Distinctions avec la consommation collaborative et l’économie de partage
L’économie collaborative se distingue de l’expression souvent associée à cette dernière, soit la consommation collaborative (collaborative consumption) (CC). Comme son nom l’indique, la CC ne fait pas référence à l’économie, mais plutôt à la consommation. Les premiers auteurs ayant utilisés cette expression sont Felson et Spaeth (1978) d’après le livre Human ecology ; a theory of community structure de Hawley (1950). Selon Felson et Spaeth, la CC décrit des « événements dans lesquels une ou plusieurs personnes consomment des biens ou services dans le cadre d’une activité sociale » (1978, p. 614) [traduction libre]. Ainsi, plusieurs activités sociales peuvent être considérées dans cette vision, comme consommer de la nourriture chez un ami ou faire du covoiturage avec un collègue au travail.
La conception de la CC a été mise à jour par plusieurs auteurs contemporains. Pour Botsman et Rogers (2010), la CC se classifie en premier lieu avec la mutualisation de biens et de non-biens (services), puis par l’émergence de marchés pour les redistribuer. Ertz et al. (2016) quant à eux définissent la CC comme « un système de circulation des ressources permettant aux consommateurs d’obtenir et de fournir, de manière temporaire ou permanente, des ressources ou des services par l’interaction avec d’autres consommateurs grâce à un médiateur » [traduction libre] (p.1). Ainsi, la CC contemporaine à une connotation économique, puisqu’elle peut impliquer des transferts monétaires ou de propriété (Gansky, 2010; Hamari et al., 2016).

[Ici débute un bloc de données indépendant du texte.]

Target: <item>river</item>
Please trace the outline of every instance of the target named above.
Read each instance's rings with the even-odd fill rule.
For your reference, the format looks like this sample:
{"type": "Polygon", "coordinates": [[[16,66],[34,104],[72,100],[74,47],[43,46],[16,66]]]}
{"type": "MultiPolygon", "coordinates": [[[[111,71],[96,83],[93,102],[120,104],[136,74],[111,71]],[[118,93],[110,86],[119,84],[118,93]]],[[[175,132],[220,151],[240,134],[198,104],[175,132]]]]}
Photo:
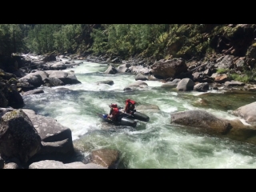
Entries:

Cette situation complexifie notre interprétation de la CC face aux autres expressions fréquemment utilisées, comme l’économie de partage (sharing economy). Cette expression est actuellement la plus populaire dans la littérature scientifique, puisqu’elle fut au départ popularisée dans les médias (Cheng, 2016). Toutefois, certains problèmes sont associés à cette dénomination, comme le discernement des limites du partage dans cette économie.

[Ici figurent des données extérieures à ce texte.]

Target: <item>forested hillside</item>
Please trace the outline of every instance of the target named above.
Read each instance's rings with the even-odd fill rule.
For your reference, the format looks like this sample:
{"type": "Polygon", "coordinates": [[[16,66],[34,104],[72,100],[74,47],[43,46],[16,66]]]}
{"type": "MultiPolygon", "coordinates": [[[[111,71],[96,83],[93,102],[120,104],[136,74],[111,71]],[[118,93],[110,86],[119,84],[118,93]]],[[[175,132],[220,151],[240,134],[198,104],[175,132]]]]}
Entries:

Le partage est une activité que les humains pratiquent depuis des millénaires et qui permet de renforcer les liens sociaux (Belk, 2010). Le partage peut être matériel, comme de prêter sa voiture, sa maison ou un marteau. Il peut aussi être immatériel par le biais de services, comme garder des enfants qui ne sont pas les nôtres ou d’accommoder des invités lors d’une soirée mondaine.

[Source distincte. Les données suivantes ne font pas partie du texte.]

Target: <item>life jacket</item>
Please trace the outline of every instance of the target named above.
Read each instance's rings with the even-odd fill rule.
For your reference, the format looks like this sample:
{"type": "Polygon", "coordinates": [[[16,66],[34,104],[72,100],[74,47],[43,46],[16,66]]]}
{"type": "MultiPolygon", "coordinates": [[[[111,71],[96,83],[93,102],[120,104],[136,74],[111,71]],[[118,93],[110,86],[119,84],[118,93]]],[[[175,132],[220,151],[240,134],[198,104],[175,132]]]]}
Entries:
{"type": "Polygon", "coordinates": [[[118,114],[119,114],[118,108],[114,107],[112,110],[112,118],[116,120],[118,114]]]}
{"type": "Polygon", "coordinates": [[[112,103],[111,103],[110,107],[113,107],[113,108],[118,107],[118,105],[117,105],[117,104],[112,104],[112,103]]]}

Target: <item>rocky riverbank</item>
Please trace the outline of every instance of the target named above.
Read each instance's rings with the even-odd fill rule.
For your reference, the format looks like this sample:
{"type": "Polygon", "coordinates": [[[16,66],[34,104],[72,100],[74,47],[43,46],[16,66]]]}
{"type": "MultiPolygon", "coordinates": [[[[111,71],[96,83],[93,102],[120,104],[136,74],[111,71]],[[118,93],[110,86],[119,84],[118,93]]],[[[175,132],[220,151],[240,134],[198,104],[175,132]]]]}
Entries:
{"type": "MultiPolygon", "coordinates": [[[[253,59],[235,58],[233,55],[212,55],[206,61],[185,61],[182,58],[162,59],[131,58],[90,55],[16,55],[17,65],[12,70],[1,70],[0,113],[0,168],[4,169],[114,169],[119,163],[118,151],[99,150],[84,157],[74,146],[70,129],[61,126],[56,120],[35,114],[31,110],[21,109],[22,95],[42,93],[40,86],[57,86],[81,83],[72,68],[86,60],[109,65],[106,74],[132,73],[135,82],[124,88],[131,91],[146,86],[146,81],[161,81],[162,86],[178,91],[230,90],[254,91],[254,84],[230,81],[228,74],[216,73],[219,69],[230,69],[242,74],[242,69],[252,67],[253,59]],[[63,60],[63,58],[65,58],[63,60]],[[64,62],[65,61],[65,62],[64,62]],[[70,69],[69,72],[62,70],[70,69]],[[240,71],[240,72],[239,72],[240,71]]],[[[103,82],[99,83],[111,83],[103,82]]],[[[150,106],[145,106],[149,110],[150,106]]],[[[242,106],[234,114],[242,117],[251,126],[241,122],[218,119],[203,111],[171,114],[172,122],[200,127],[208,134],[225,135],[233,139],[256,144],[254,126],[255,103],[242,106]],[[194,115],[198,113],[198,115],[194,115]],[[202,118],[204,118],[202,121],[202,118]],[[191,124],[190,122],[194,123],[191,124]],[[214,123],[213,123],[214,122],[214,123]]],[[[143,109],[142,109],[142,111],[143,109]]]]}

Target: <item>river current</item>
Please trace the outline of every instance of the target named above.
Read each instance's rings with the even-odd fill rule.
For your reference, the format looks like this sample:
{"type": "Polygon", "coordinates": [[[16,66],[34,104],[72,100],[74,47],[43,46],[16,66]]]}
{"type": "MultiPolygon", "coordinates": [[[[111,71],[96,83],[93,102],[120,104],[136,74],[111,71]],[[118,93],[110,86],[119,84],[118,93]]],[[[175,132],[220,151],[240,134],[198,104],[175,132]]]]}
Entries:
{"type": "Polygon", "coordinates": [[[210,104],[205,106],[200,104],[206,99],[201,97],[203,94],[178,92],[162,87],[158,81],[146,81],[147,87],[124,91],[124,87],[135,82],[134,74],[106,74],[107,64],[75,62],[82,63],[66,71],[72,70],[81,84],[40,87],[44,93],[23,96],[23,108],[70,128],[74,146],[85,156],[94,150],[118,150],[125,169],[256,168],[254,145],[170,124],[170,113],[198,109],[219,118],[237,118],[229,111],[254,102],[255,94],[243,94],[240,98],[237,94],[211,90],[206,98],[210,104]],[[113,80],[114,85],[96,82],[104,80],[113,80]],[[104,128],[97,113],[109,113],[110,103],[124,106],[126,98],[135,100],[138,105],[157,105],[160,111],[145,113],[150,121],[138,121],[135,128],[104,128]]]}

De nos jours, le partage est également présent sur le Web (Belk, 2014a, 2014b). Des sites comme Wikipedia fonctionnent sur le partage de connaissances. Les réseaux sociaux permettent également le partage d’informations. Sur Youtube, nous partageons des vidéos, sur Instagram, des photos, sur Twitter, des réflexions de 140 caractères ou moins et sur Facebook, nos humeurs et nos expériences personnelles. Ce type de partage visuel et textuel s’effectue auprès de communautés regroupant plusieurs centaines de millions de personnes (Marr, 2018) et génère des dizaines de milliards de dollars de profit à des compagnies privées par l’utilisation des métadonnées créées et de la diffusion de publicités (Daniels, 2019).
Bref, l’économie de partage semble épouser une immensité de pratiques (ex. faire de la colocation d’appartement, être un influenceur sur Instagram, payer une publicité sur Facebook ou encore louer une bicyclette en libre-service), pour autant que le partage soit un facteur clé dans la création de valeur. Ainsi, de nombreux auteurs ont critiqué l’utilisation abusive et approximative des pratiques que l’économie du partage est censée comporter (Koen Frenken & Schor, 2017; Habibi et al., 2017; Scholz, 2016). D’autre part, il existe une contradiction entre « économie » qui fait référence à des transactions marchandes et « partage » qui suggère des échanges sans argent (Slee, 2016). Pour parler de ce sujet, certains auteurs ont ainsi préféré l’expression « consommation collaborative » tel que mentionné plus tôt, ou encore « gig economy » (Murillo, Buckland, & Val, 2017).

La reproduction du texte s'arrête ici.